Step 3: Make the situation normal. You have a better chance of things working if the joke creeps up on the victim and is given room to grow. Our plan was to plant the seed early in the day and let it develop on its own until after school. If we had rushed in with the news early in the morning, that probably would have tipped it off.
Step 4: Choose the right details. I had a college professor tell me that creative writing is like a dot-to-dot drawing; as the writer you offer up a few details and let the reader fill in the rest of the images on their own. If you choose enough good details to make it all seem real, your victim will do the rest.
Okay. So here's what happened. And ________, I hope you won't punch me for writing all of this up if you ever read it....
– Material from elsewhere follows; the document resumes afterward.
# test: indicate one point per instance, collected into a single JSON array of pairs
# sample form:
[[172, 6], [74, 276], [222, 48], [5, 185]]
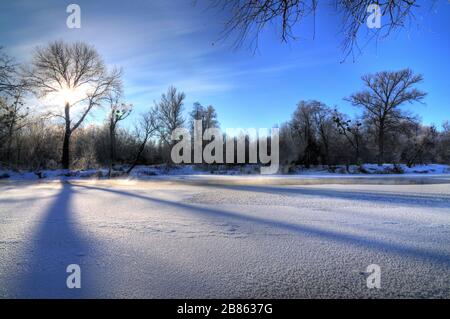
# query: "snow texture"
[[226, 237]]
She shows up at school, her first day back. Focused on being back at work, very likely still thinking about the new baby, so I had diversion built in. My partner catches her in the morning: "I'm not supposed to say anything because he wanted to tell you himself, but I can't help myself! HE GOT ENGAGED!" Now the victim thinks *she* is in on a secret instead of the other way around. We had actually encouraged other people to make passing mentions of my engagement during the day, talking about something that probably would have been big news like they normally would have, but I don't know if anyone else came through for us on this or not. And frankly, we didn't spread it too much because I was worried about someone else blowing it accidentally. But the idea was given the day to grow. I saw her at one point during the day, and we had a "What's new?" kind of small-talk session. I said nothing much, but asked her to come by my room after school ended so we could talk.
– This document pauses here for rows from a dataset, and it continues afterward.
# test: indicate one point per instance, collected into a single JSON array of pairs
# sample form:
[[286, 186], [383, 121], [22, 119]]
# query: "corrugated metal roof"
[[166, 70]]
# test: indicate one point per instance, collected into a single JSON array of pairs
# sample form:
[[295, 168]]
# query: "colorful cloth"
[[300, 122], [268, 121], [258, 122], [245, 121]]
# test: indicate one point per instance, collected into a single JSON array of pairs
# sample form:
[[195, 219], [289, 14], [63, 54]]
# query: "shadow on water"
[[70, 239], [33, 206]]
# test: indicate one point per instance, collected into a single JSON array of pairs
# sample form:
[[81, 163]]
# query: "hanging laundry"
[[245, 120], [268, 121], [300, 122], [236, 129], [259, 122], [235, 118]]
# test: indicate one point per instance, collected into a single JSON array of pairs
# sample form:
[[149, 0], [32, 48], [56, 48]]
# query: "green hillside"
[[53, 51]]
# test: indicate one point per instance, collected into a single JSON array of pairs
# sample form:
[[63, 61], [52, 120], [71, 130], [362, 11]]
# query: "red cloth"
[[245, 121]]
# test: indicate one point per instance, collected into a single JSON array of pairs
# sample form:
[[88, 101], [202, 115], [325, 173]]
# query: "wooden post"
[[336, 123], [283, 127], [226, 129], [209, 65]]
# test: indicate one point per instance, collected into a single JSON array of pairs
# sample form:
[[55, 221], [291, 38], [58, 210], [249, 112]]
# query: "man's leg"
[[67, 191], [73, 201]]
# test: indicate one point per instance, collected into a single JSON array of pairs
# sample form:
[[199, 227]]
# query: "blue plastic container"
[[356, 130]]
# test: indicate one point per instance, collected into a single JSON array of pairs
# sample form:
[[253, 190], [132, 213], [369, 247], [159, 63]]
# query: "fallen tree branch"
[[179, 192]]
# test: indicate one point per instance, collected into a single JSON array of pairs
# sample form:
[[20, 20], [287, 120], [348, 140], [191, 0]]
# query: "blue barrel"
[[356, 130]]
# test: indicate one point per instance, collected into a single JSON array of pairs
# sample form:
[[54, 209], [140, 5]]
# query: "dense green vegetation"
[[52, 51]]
She told me later she didn't think much about it during the day -- diversion worked!-- but when we got together and I started hinting at things it began to come back. I broke the news and told her how I met my new imaginary woman met at a staff development session. I told her which school she taught at and which grade, what her name was, no I hadn't met her parents yet, but we were flying out west to meet them in a couple of weekends and I was kind of nervous about it, we hadn't picked a date yet but were thinking October because she enjoyed the fall colors so much, and I went on like this for about ten minutes. This is where the writer part comes in -- I had to make up details and create this off the top of my head, because something in the plan wasn't working. The secretary was supposed to call down over the intercom and say April Fool at a specific time to reveal the joke, but she got caught up doing something, oh, I don't know, job-related... one of those running-the-school types of things secretaries so commonly have to do. So I'm rambling on, trying to keep my victim interested so she doesn't notice the seven people standing in my doorway who were on the verge of laughter listening to all of this. FINALLY we get the call, and she looks at me, unable to reconcile what was happening. "I don't get this. What joke? What April Fools?" And when I explained it was all made up, it just left her head spinning. The doorway people spilled into the room told her how happy they were to have her back while my co-conspirator tried to make a quick getaway.
And even though I occasionally remind her of this story on April Fools Day, commemorating a sort of anniversary, she still likes me. At least I think so.